Tilera Corporation is leading the pack with TILE-Gx 64 core, and in 2011, 100 core processors. These devices use a proprietary mesh network that is fully-connected such that each core can communicate directly with every core. The architecture, called tile architecture, has no centralized bus between cores. What is the difference between Tilera's tile architecture and a traditional mesh architecture developed by academics and Intel? Since the scheme is proprietary, it is difficult to determine. When asked about similarities between tile and mesh architectures, Tilera's marketing director responded "What makes Tilera stand apart from research that has been done at UT Austin and Intel is that we are in commercial production with two generations of chips." In other words, the Tilera product is first in mass production. One clue to the tile architecture's success involves the cache design. Each core includes a L1 and L2 cache. When a request misses in L2 cache, the core checks the L2 caches of all other cores. In this way, the tile network itself acts as an on-chip L3 cache.
Some software applications have small instruction working sets, that is, they utilize a small number of instructions. For such applications running on multi-core processors, it has been proposed that traditional L1 instruction caches are unnecessarily large. In this situation, multiple L1 caches, one for each core, are inefficient with respect to silicon space. To maximize the ratio of performance to silicone space, and to make room for additional cores, one paper proposes the use of tiny instruction caches to replace the L1 cache at each core. Additionally, this design includes a traditional L2 cache that is shared by all or some cores. It has been shown in simulation that the use of 64 byte to 256 byte micro caches can yield a substantial increase in the ratio of performance to silicone space in certain situations, up to a 25% increase. This study was limited to single-threaded applications.

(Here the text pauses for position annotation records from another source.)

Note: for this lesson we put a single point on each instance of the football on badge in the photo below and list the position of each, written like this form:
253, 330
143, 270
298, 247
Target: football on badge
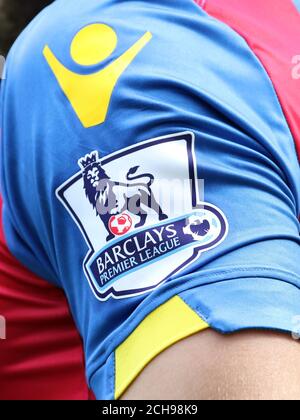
120, 225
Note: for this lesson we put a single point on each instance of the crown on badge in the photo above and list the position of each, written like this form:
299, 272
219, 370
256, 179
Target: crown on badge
89, 160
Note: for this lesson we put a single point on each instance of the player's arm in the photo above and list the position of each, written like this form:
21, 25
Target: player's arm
247, 365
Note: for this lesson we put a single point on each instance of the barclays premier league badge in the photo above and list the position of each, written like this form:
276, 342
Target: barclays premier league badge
141, 215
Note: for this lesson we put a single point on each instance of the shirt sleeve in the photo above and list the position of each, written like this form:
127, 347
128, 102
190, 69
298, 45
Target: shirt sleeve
167, 170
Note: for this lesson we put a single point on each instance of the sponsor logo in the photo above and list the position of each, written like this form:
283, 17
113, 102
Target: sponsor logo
90, 94
140, 226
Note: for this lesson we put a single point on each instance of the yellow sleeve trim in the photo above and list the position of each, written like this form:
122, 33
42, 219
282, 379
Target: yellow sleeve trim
168, 324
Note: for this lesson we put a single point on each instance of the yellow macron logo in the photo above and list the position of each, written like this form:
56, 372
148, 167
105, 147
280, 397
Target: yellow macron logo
90, 94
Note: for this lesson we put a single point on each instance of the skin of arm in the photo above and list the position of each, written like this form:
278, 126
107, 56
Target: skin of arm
251, 365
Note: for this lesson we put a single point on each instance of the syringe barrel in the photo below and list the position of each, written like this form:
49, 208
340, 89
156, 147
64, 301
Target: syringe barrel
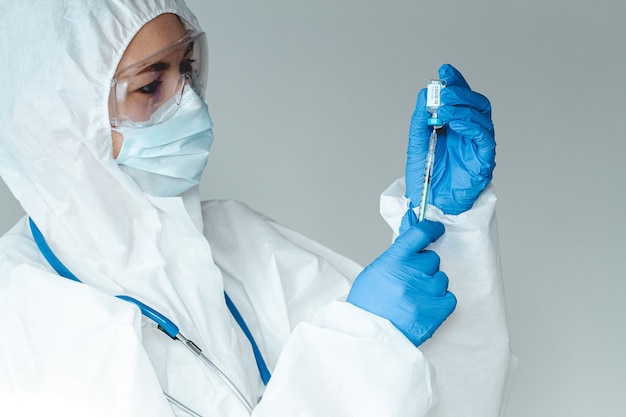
433, 101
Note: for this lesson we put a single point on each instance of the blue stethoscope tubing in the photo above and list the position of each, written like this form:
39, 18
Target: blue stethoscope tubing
165, 324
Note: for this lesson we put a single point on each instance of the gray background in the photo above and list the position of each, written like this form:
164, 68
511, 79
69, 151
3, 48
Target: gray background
311, 103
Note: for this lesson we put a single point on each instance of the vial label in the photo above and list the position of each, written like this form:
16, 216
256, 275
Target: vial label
433, 95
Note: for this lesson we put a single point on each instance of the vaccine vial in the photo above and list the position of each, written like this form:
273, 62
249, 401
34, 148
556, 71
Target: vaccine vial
433, 101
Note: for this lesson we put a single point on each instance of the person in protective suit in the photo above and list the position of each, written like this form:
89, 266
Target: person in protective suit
104, 134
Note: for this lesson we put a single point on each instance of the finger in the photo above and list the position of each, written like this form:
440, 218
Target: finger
464, 97
452, 76
484, 139
408, 220
416, 239
427, 262
452, 114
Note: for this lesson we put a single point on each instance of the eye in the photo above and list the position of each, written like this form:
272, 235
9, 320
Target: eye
186, 66
150, 88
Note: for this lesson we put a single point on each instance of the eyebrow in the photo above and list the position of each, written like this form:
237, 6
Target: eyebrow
158, 66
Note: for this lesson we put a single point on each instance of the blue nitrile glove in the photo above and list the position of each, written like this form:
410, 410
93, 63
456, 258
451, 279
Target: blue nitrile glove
466, 146
404, 285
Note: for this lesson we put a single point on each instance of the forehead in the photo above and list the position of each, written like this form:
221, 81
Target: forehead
152, 37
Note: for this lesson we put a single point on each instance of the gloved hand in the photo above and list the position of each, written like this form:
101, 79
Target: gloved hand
404, 285
466, 147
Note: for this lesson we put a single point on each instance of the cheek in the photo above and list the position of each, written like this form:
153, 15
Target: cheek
116, 140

Discussion of multi-core programming and design often assumes each core is identical. What if we need to create a compiler for a chip whose cores are not identical, that is, a compiler that produces one binary image for dissimilar cores? The PowerPC e200 series of cores is such an architecture. The Freescale PowerPC family allows a chip designer to implement or omit a variety of extensions to the PowerPC instruction set. The e200 series of cores further complicates compiler development because some cores require the omission of the base PowerPC instruction set. For example, the Freescale PowerPC 5510 is a dual core chip whose second core (e200z0) is a subset of the first core (e200z1). The master core (e200z1) executes either the base PowerPC instruction set or a new variable length encoding (VLE) instruction set. The VLE instructions mostly consist of a simplified implementation of the base PowerPC instructions, and some of the instructions use fewer numbers of bits. The result is that the binary image of a VLE application is smaller than its equivalent PowerPC base application. On the PowerPC 5510, the second core (e200z0) does not implement the base PowerPC instructions--only the VLE instructions are allowed. The advantage to this approach is that the secondary core uses less power and occupies less silicon real estate. Consequently, an application programmer can program a bootstrapping application in the primary core, configure the secondary core, and launch an application in the low-power secondary core. The primary core is then free to perform additional work or no work at all.

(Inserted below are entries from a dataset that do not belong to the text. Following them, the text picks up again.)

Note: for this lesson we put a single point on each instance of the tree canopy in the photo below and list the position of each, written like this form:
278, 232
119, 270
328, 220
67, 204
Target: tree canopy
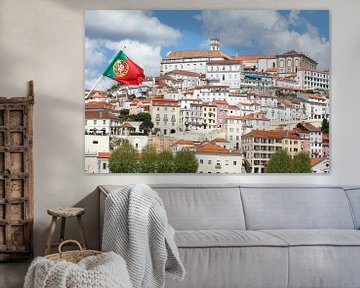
325, 126
281, 162
185, 162
124, 159
301, 163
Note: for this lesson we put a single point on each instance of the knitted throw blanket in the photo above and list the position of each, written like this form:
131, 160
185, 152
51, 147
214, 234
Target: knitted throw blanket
136, 227
102, 271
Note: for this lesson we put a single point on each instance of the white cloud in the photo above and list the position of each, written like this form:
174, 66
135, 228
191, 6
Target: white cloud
142, 34
146, 55
267, 31
117, 25
93, 55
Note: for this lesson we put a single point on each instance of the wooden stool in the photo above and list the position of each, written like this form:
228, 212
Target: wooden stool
64, 213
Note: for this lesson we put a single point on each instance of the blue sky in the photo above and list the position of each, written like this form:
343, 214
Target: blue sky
150, 35
194, 36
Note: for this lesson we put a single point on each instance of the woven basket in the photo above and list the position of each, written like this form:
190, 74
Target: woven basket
72, 256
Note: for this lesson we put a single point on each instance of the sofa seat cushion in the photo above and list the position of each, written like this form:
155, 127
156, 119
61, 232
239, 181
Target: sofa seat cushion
315, 237
225, 238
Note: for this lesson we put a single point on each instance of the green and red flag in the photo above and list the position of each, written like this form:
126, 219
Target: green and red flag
122, 69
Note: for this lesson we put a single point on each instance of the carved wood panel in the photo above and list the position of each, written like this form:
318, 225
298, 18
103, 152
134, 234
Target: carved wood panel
16, 177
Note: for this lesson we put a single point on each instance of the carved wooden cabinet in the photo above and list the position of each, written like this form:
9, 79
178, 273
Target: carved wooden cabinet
16, 177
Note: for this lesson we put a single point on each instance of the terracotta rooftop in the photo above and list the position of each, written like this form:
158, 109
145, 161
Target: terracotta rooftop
252, 57
224, 62
211, 148
100, 115
164, 102
273, 134
315, 161
184, 72
220, 140
126, 125
296, 53
307, 127
211, 87
98, 105
184, 142
197, 54
104, 154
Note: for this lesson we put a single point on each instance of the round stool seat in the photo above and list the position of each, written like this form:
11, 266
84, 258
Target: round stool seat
66, 211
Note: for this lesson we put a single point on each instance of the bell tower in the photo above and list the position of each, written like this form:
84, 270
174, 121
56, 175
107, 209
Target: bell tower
214, 44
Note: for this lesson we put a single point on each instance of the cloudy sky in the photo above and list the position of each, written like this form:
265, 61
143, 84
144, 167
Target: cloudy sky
150, 35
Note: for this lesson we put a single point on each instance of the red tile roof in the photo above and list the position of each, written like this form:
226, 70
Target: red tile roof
252, 57
224, 62
184, 142
98, 105
164, 102
104, 154
315, 161
307, 127
197, 54
272, 134
184, 72
211, 148
126, 125
100, 115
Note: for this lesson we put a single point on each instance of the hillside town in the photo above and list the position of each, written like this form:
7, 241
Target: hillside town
233, 112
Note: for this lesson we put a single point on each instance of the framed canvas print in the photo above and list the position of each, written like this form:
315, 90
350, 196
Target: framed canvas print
219, 91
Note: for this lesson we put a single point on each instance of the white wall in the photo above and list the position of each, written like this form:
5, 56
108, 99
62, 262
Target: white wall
43, 40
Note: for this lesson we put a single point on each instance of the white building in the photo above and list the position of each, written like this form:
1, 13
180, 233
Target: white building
210, 93
320, 165
100, 122
165, 114
233, 131
193, 60
293, 61
186, 79
97, 143
227, 72
215, 159
313, 79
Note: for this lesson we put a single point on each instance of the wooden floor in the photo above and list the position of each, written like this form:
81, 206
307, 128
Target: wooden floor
12, 274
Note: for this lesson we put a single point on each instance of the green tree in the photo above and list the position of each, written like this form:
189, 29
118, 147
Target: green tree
301, 163
124, 159
280, 162
325, 126
185, 162
124, 114
165, 162
148, 160
145, 118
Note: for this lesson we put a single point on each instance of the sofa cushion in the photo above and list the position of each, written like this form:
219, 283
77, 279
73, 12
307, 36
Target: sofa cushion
203, 208
191, 207
354, 198
314, 237
296, 208
225, 267
225, 238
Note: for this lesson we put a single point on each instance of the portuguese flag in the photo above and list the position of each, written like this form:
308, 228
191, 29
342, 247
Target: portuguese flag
122, 69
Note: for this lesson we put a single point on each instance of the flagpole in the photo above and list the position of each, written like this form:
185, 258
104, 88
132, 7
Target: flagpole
97, 83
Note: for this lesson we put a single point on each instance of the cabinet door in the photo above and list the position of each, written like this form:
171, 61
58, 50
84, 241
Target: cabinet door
16, 208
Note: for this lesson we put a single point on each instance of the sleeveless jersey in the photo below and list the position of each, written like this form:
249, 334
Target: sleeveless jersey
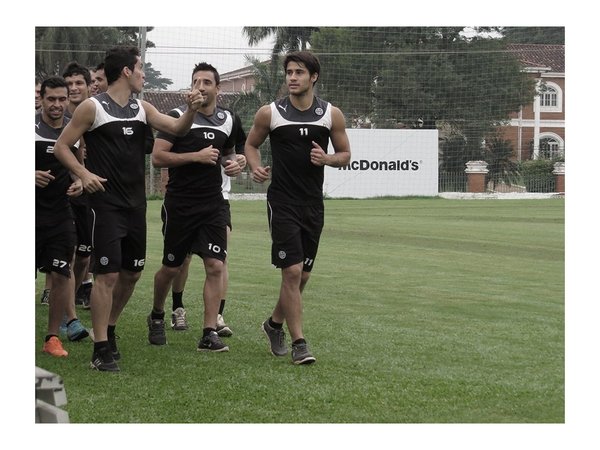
196, 181
294, 179
51, 202
116, 150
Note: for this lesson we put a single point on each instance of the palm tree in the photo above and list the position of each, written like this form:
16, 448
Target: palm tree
287, 39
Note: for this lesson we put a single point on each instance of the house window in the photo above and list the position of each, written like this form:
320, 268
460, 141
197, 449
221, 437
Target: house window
550, 97
551, 147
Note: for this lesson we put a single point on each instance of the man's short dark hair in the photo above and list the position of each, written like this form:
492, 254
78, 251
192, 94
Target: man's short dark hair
74, 68
307, 59
116, 59
53, 83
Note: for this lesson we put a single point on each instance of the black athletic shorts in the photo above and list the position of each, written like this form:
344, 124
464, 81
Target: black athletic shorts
55, 246
227, 207
119, 239
83, 225
198, 228
295, 233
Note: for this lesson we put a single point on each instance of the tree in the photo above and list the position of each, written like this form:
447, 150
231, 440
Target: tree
534, 35
154, 80
57, 46
395, 76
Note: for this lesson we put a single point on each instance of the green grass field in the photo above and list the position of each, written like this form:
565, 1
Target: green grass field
418, 311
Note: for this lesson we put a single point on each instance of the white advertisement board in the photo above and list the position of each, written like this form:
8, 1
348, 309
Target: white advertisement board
386, 163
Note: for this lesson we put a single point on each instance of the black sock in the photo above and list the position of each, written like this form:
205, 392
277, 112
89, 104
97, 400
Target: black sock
177, 300
157, 315
277, 326
100, 345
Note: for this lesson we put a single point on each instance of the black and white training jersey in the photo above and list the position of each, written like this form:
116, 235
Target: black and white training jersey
116, 150
197, 181
51, 202
294, 179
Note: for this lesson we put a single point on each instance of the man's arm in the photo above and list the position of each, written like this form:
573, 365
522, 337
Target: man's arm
257, 135
82, 120
339, 139
171, 125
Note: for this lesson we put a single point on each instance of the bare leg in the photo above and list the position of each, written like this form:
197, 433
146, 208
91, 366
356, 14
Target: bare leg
289, 306
122, 292
61, 294
163, 280
101, 301
213, 285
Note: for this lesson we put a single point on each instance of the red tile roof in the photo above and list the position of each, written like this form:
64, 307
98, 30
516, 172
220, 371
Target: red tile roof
540, 55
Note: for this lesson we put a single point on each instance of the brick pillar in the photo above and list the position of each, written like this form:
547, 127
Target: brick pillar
164, 179
476, 172
559, 173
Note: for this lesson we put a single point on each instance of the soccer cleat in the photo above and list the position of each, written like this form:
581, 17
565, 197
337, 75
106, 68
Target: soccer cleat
212, 343
156, 331
222, 329
103, 361
276, 339
76, 331
178, 320
54, 347
82, 297
112, 342
301, 354
45, 299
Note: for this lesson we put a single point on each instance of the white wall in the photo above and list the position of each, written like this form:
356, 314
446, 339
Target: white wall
387, 162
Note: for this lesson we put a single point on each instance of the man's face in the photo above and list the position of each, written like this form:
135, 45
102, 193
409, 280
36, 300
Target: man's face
137, 77
100, 79
298, 79
204, 81
78, 89
38, 98
54, 102
94, 85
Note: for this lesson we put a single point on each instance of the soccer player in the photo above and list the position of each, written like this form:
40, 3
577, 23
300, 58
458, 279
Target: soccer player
80, 87
193, 213
54, 226
178, 317
300, 127
114, 125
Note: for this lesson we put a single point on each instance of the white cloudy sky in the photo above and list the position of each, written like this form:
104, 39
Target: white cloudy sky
178, 49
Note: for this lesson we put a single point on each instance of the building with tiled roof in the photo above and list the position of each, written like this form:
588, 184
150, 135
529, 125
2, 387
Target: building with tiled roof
537, 130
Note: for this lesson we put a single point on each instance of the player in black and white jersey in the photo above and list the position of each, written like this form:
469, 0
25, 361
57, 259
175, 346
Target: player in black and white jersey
300, 127
114, 128
54, 225
193, 212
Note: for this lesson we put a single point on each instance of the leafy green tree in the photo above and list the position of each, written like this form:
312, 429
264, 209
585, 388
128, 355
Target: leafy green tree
154, 80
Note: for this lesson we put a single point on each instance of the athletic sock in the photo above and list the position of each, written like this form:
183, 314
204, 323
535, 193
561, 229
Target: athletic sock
277, 326
100, 345
157, 315
206, 331
177, 300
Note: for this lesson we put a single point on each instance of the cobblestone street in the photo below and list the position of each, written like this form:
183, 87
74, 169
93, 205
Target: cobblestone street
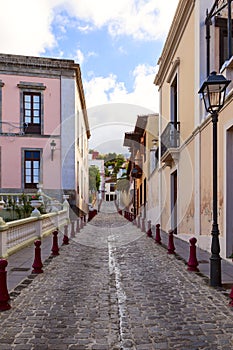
113, 288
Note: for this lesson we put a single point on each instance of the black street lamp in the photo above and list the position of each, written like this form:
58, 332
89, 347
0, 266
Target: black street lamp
213, 91
136, 173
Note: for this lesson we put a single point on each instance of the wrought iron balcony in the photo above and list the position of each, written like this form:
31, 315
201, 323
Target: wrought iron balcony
170, 137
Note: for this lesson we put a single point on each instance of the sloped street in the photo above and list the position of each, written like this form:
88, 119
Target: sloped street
113, 288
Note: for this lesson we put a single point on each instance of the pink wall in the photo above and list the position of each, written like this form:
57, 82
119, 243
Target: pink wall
11, 146
11, 100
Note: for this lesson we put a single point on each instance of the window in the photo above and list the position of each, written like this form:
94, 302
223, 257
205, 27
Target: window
32, 112
32, 107
174, 102
31, 168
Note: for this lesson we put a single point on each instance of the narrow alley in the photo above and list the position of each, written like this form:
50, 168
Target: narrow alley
113, 288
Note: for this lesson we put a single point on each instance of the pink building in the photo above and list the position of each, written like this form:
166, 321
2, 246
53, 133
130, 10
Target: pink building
44, 128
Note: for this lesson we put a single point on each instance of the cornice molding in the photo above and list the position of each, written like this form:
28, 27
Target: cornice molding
179, 23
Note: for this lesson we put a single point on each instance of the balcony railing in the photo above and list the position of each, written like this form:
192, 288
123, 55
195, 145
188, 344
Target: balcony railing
170, 137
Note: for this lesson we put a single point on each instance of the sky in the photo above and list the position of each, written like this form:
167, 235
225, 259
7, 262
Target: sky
117, 44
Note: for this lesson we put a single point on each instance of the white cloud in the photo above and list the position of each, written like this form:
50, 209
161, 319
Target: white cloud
26, 25
102, 90
79, 57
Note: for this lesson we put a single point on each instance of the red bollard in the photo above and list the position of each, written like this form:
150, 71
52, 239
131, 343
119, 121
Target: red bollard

We have examined a few architectural design techniques for multi-core chips. In each case, design strategies introduce both solutions and new challenges. Novel interconnects and cache designs permit a large number of cores, and heterogeneous cores allow processes to execute on the most appropriate core. However, for maximum performance, compiler authors and application programmers will need to understand the advantages and disadvantages of each chip design.